#Hayatımın Dönüm Noktası#

3.6K 179 43
                                    



 Jimin'den yavaşça ayrılıp gözlerinin içine baktım. Ağlamaktan kızaran gözleriyle yere bakıyordu. Ellerimi onun yüzüne yerleştirip, parmaklarımı gözyaşlarının ıslattığı yerlerden geçirdim. Bakışları bana çıktığında gözlerinde ki acıyı gördüm. 

Şu an ona deli gibi sarılmak, öpmek, koklamak istiyordum ama az önce ki söylediklerimden sonra cesaretim kırılmıştı.

"Bugün..."

Sözümü devam ettirmeye çalışırken zorlansam da devam etti.

"Bugün bizim eve... Gelmek ister misin?"

Söylediğimi anlamaya çalışırcasına bakıyordu ve bu bakışı, ettiğim tekliften dolayı pişman olmama neden oldu. Başımı utançla öne eğip az önce söylediğimi duymamış olmasını dilerken cevabını verdi.

"Olur."

Şaşkınlıkla kafamı kaldırıp Jimin'e baktım. Ağlamaktan kızaran dudaklarını birbirine bastırıp gülümsüyordu. Utandığımı fark edip elimi tuttu ve yürümeye başladı. Siyah bir arabanın yanına geldiğimizde Jimin beni ön koltuğa oturtup kendi de sürücü koltuğuna oturdu.

"Araban olduğunu bilmiyordum." dedim arabanın içine bakarken.

Gülümseyip arabayı çalıştırdı. Daha önceden geldiği için evin adresini biliyordu. Eve geldiğimizde ışıklar açık değildi. Kızların uyudukları fikrini düşünmüştüm fakat saat henüz 9 bile değildi. Sun Hee'yi aramak adına telefonu elime aldığımda bir saat önce bana atmış olduğu mesajı gördüm.

'Hoon Na ile dışarıdayız. Hoon Na okul ile ilgili bir problem yaşamış o yüzden tek başına içmeye gitmiş. Onu buldum ve şimdi onunla birlikteyim. Eve gelemeyebiliriz haberin olsun. Seni seviyorum~'

Telefonu kapatıp geri cebime koydum ve Jimin'le beraber arabadan indim. Neyse ki anahtarı yanıma almıştım.

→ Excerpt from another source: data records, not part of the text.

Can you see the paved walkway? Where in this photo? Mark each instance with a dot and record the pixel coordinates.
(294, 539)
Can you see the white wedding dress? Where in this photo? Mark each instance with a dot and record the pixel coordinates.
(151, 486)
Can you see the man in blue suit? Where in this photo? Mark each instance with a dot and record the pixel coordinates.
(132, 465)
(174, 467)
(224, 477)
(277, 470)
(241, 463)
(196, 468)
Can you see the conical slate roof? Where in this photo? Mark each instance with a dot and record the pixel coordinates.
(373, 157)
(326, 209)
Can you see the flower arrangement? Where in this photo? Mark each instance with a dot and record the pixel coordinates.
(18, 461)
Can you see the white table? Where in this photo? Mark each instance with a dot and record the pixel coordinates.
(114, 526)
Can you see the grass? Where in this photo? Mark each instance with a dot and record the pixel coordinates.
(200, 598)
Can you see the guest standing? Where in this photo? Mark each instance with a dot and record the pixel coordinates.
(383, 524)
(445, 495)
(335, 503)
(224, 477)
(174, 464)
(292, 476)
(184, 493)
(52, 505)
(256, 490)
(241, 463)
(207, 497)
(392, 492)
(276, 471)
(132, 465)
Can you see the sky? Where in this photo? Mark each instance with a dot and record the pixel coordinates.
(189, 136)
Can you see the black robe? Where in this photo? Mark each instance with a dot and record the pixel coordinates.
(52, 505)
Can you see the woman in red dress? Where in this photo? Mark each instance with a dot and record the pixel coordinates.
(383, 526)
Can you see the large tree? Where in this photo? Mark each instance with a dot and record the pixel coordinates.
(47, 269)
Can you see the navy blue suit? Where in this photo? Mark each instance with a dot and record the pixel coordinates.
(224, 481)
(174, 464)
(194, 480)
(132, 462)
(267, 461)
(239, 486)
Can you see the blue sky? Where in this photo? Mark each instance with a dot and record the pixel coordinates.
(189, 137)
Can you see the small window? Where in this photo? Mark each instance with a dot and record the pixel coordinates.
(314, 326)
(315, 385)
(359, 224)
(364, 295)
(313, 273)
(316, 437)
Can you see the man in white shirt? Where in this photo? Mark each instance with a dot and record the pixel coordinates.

İçerinin dağınık olmamasına dua ederek kapıyı açtığımda kötü bir manzarayla karşılaşmamıştım.

Ayakkabıları çıkarıp içeri girdiğimizde Jimin oturma odasında ki koltuklardan birine oturdu.

"Eviniz güzelmiş." dedi etrafı incelerken.

"Teşekkürler." dedim mırıltıyla.

Ne yapmam gerektiğini bilmiyordum. Jimin şu an evimdeydi ve ne yapmam gerektiğine dair en ufak bir fikrim yoktu.

"Ben üzerimi değiştireyim." dedim ve bakışları eşliğinde odama gittim.

Odama girip kapıyı kapattım ve duvara yaslanıp derin nefesler aldım.
Tanrım. Jimin evimde!

 Çığlık atmamak için kendimi zor tutuyordum. Fakat gülümsememe hakim olamıyordum. Kalbim benim iradem dışında deli gibi çırpınırken dolabıma koştum ve siyah pijama şortumu ve beyaz tişörtümü giydim. Saçlarımı at kuyruğu yapıp telefonumu da aldım ve odadan çıktım. Kapının açılmasıyla beraber Jimin'in bakışları tekrar bana döndü. İlk başta gözleriyle beni süzdükten sonra konuştu.

"Evde kaç kişi kalıyorsunuz?"

Jimin'in yanına oturdum.

"3."

"Sanırım sadece birini gördüm." dedi şüpheci tavrıyla.  

"Evet. O gün gördüğün arkadaşımın ismi Sun Hee. Yaklaşık 15 senedir arkadaşız." dedim gülümseyerek.

Jimin'i kızlarla tanıştırmak ve aralarındaki buzları eritmek için sabırsızlanıyordum. Fakat maalesef o gün bugün değildi.

"Sanırım Sun Hee biraz agresif." dedi Jimin yanlış bir şey söylemekten çekinerek.